As I listened to the President talk about the Bush Tax Cuts, I started to get that same queasy feeling in my stomach that I used to get when I listened to Al Gore – I started to wonder if the President and his advisors believe that the issue is too complicated for voters to understand.

It’s kind of abstract, but the reason I started writing this blog was because I was concerned that we as a nation had stopped making the leap of faith that most people had the ability to control their own lives. Not necessarily that people would achieve everything they wanted in life, but just that most people had the intelligence and skills to decide what was best for themselves and then pursue that path. This leap of faith, that most people can chose their own lives, is the starting point for democracy – you have to believe that at least fifty one percent of our population actually has the ability to choose their own lives and are actually smart enough to select the leaders of our country. And it is a leap of faith – there is no way to prove that fifty one percent of the people possess self-determination. You just have to believe.

Our country was founded on this leap of faith, this belief that men and women are equal in their ability to know what is best for themselves. It is something that is truly unique, and glorious, about the United States. When I voted for the President in 2008, one of the things I liked best about him was that he seemed to believe in the potential of every citizen to take greater control of their life, to participate in the American Dream. But when I listen to him talk about the Bush Tax cuts, I start to wonder.

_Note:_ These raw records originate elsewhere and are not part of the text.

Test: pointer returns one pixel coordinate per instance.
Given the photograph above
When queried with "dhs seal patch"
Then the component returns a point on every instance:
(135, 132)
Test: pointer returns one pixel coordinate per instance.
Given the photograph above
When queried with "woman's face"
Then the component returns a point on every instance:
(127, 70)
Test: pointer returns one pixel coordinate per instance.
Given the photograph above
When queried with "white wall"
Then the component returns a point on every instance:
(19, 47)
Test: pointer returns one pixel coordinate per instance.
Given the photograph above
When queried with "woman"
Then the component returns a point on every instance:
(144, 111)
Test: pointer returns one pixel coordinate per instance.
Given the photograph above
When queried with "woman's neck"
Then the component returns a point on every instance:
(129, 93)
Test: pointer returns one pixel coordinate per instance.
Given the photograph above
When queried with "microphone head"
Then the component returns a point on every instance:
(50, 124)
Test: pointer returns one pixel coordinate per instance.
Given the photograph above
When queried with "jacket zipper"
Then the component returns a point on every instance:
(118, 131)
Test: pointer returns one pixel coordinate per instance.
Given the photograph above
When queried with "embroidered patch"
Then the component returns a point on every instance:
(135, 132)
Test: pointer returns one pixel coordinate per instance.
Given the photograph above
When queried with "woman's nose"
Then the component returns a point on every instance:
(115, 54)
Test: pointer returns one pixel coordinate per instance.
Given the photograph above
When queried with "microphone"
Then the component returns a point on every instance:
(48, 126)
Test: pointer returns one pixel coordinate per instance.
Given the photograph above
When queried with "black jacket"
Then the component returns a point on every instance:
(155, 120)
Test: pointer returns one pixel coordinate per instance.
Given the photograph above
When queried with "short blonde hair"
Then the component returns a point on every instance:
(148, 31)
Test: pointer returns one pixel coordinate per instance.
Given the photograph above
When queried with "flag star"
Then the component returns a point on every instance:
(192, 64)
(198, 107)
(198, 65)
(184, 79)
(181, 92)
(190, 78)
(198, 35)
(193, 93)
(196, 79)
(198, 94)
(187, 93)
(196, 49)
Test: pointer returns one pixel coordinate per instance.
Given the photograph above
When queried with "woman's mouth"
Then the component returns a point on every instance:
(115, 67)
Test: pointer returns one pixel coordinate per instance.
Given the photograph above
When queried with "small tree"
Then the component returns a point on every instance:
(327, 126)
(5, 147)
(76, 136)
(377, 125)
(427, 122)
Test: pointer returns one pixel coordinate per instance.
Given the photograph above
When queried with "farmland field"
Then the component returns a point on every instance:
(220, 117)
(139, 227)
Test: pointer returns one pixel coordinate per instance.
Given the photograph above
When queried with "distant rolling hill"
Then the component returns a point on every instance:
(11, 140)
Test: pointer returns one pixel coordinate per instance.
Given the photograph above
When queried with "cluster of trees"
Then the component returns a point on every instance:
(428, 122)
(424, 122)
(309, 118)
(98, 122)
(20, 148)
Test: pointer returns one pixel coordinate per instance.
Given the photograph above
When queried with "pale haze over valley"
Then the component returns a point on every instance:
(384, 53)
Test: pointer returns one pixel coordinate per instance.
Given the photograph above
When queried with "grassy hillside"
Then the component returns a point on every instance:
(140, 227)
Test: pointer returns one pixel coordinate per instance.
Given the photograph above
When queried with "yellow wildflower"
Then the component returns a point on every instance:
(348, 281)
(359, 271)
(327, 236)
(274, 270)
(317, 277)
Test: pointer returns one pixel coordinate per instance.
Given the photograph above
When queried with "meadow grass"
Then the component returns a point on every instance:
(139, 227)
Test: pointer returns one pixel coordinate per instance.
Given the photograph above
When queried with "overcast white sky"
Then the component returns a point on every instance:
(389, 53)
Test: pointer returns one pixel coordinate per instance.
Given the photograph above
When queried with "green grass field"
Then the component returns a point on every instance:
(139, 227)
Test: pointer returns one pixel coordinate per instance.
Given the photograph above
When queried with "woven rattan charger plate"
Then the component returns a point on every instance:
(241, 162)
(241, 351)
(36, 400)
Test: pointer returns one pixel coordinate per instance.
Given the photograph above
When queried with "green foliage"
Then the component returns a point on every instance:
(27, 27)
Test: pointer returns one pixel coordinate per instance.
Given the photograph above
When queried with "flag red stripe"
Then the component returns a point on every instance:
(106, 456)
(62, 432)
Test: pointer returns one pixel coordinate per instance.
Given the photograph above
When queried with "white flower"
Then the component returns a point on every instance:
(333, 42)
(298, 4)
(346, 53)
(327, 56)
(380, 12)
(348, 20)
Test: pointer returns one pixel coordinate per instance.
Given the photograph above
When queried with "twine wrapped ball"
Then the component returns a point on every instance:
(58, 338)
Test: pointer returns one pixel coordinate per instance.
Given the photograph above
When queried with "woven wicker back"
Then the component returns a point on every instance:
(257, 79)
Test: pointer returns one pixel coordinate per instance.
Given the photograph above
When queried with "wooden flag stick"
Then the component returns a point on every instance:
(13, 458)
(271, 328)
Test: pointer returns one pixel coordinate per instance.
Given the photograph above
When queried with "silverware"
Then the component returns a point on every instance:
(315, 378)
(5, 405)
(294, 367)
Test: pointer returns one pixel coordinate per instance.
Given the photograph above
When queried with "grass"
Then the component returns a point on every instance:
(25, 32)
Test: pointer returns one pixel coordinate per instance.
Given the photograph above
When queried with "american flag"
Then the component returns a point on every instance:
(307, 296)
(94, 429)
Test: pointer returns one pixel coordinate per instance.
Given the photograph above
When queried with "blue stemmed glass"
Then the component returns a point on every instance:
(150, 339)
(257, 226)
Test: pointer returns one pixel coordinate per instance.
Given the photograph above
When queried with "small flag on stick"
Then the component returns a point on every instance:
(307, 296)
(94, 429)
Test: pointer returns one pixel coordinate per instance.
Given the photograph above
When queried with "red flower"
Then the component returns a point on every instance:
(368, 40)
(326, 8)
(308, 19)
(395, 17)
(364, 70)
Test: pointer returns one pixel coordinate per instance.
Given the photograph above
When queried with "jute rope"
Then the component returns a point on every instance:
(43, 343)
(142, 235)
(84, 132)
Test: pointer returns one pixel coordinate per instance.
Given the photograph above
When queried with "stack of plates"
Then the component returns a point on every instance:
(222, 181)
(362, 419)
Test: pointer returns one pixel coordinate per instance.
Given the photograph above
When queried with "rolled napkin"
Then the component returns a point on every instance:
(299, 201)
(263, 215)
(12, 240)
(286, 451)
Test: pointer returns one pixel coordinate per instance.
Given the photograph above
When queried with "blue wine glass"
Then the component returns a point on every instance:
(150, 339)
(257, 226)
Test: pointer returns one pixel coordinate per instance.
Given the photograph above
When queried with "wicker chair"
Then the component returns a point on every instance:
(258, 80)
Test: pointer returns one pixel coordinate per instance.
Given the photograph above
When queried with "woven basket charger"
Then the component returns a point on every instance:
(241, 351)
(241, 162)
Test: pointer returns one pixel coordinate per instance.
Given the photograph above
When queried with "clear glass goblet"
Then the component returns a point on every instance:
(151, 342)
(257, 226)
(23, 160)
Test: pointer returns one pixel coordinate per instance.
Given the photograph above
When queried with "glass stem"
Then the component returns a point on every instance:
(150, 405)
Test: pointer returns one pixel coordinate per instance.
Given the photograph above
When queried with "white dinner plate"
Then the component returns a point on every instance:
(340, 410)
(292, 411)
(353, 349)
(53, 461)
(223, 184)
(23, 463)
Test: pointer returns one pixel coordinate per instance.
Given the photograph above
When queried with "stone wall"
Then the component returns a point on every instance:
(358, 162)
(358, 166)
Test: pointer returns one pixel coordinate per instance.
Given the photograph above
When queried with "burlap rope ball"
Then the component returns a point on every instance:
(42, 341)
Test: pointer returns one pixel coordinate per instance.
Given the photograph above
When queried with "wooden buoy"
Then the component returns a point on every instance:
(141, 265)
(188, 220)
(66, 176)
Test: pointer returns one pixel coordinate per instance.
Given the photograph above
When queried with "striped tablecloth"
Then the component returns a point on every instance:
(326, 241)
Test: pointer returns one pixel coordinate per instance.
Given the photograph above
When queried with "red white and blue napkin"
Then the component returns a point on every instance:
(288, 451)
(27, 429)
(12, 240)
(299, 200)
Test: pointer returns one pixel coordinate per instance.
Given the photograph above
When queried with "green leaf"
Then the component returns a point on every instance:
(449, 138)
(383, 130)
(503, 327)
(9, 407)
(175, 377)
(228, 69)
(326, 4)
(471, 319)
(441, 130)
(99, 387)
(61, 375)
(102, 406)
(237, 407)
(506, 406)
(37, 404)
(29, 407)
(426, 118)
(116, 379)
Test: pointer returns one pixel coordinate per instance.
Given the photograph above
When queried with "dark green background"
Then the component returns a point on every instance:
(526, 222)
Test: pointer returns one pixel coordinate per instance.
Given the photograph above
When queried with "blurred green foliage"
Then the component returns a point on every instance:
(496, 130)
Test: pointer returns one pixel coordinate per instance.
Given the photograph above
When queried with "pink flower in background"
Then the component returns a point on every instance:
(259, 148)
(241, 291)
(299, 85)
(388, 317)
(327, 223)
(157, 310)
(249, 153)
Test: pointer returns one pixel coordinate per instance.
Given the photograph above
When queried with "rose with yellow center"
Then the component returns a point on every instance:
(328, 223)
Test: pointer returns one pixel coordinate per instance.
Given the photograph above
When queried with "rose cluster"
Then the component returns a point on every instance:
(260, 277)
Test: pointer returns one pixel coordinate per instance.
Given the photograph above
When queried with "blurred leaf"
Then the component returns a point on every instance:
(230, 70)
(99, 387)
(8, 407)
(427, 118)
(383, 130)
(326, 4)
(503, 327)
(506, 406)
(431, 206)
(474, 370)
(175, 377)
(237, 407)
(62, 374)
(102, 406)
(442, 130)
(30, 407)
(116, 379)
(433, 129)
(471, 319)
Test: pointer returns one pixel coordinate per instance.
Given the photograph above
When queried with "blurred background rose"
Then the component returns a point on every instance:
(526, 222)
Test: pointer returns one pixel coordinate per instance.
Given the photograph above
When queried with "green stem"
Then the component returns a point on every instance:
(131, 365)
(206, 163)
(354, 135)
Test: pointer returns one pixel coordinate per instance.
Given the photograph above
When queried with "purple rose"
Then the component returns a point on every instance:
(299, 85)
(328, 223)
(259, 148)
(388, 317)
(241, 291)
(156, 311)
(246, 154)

Talking about the tax cuts should be a straightforward proposition. If you earned a million dollars in wages, gains and interest, you paid about 18% of your earnings in taxes. If you earned $50,000, you paid about 22% of your earnings in taxes. If we let the Bush Tax Cuts expire for Americans earning over $1 million, the percentage they pay will increase to 20%, or whatever the number is.

Again, this should be a simple issue – the numbers support the President’s position. But unless I missed something it seems like the President avoids talking about the percentages, instead defaulting to very simplistic language, saying “more” and “less” and “fair”. Maybe it’s the President, maybe it’s his advisors, but it feels like they don’t think the average voter will be able to understand the percentages and so voters should just be given the simple value judgments instead. Again, it feels as if they are worried about making the issue too complicated for voters.

I guess it’s possible to think that people who can’t understand that 16% is lower than 22% are still smart enough to control their own lives. But more likely it means that you think most people aren’t smart enough to be able to know what is best for themselves. More likely it means that you don’t have much faith in humanity.

This isn’t just a philosophic question. What you think people can achieve defines the role you see for government. If you think people can actually choose their lives then government’s role is to give people the skills and tools to take greater individual control. If you don’t think people can take control of their lives then the appropriate role for government is to protect people from the harshness of the world.

The Republican Party certainly has its own challenges with misanthropy. But I didn’t vote for John McCain in 2008, I voted for Obama, in part because he seemed to believe people could control their lives. I hope that hasn’t changed. I hope President Obama still has faith in humanity.